Monday, February 16, 2009

Oh, the farmer and the cowman should be friends: URI parsing with Routes versus graph traversal

(This post's title alludes to a song from the musical Oklahoma, in case you were wondering.)

I, like many web application developers, am impressed with the Routes model for mapping a URI to application code (as in RoR, or any number of Python versions). I plan to use it for "hobby" work, and I'm advocating it at my job.

For many web applications, it seems to work as well or better than the other approach to web application URI parsing with which I'm familiar, graph traversal. In the graph traversal approach I know, you typically divide up the URI path elements by slashes into individual path elements. For example, "/musical_theater/rodgers_and_hammerstein/oklahoma" becomes ["", "musical_theater", "rodgers_and_hammerstein", "oklahoma"]). Then you start with a given graph node and use each path element as input to traverse the graph. For instance, repoze.bfg strictly uses __getitem__ to traverse the graph, so the example URI above might equate to root_object["musical_theater"]["rodgers_and_hammerstein"]["oklahoma"].

The Routes model is particularly nice for web sites publishing square, non-hierarchical data. If you don't have a graph to traverse, then you have to do something else!

Moreover, I buy into the argument that Routes encourages you to think about your URI space separately from your model. This fits in well with REST philosophies, in particular if you regard your URIs as a significant aspect of your user interface.

In defense of graph traversal, I generally have found that traversing model objects has resulted in reasonable URIs. Also, one could traverse a graph of abstract traversal controllers instead of models (and in fact, at my job, that is what the code of Launchpad does, as of this writing).

But typically, graph traversal does tend to mix model and URI in a way that can force "model" objects into a system when all you really want is a URI.

For instance, in Zope sites that I have designed, I have frequently felt awkward about the top-level design--the part of the design in which you are arranging top-level access to your models. This part of the website functionality often does not map naturally to model objects. In Zope using the ZODB, the nodes in the traversed graph are usually persistent objects, and so the top-level objects have a "model" feel; and yet they are usually just scaffolding until you get into the meat--the real models--of the application.

As another example, URIs in which path elements are really query-string-like filters on a view rather than true graph traversal are possible, but not as natural with graph traversal systems. For example, consider this URI from trulia.com: http://www.trulia.com/for_sale/3p_beds/2p_baths/SINGLE-FAMILY_HOME_type/resale,new_homes_lt/38.652833,38.976488,-85.838055,-85.455951_xy/10_zm/. (No, I'm not planning on moving to Indiana.) That URI reads well, and follows typical REST advice to move information into the URI. It's doable with graph traversal approaches, but is not really traversing a graph.

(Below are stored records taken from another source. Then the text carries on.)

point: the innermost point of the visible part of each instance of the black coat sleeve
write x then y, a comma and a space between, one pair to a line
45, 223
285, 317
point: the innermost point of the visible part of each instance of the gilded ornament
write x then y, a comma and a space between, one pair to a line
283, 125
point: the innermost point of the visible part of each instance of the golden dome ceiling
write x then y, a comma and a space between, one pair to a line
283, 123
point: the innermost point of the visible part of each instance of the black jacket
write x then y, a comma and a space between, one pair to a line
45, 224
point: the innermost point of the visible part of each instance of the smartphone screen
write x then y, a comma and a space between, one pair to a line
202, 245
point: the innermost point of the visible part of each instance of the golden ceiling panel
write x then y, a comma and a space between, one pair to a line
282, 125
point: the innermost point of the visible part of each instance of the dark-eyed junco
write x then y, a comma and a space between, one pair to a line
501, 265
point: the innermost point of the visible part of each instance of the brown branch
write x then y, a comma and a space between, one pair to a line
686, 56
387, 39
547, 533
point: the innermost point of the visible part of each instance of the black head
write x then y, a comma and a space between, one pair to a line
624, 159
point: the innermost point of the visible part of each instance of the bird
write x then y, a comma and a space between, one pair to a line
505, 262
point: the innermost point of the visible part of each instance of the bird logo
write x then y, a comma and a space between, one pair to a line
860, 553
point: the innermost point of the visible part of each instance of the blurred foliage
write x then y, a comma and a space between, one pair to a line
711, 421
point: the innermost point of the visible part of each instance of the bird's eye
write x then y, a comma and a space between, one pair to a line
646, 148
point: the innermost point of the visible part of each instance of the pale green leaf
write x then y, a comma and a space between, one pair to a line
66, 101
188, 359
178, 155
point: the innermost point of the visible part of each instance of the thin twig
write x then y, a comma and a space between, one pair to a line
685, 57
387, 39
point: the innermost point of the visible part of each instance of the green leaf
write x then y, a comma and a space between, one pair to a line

Graph traversal has some strengths as well, though.

An obvious one is when you have a graph to traverse. Perhaps you have a CMS in which documents can be arranged into arbitrarily nested folders. Or perhaps you have some concept of "projects" that can contain other projects, to an arbitrary depth.

Of course, in the same way that graph traversal can be made to handle pure-URI stories, such as with Launchpad's abstract traversal controllers, Routes can handle graph traversal. But I argue that graph traversal is more natural to, um, traversing graphs.

In particular, if you have graph nodes that can be dynamically created that have different traversal rules, as in the CMS example above, then defining how to traverse per graph node can be more natural and cleaner than specifying the rules in a routes file and a single controller.

Also, when a routes system starts to make heavy use of regular expressions--say, a rule that specifies anything beyond static strings, a controller, an id, a view, and a "catch all" for the rest of the URI--simple graph traversal approaches can be much easier to express and understand. (Examples of relatively simple traversal approaches are the Launchpad navigation traversers, or the repoze.bfg __getitem__ approach.)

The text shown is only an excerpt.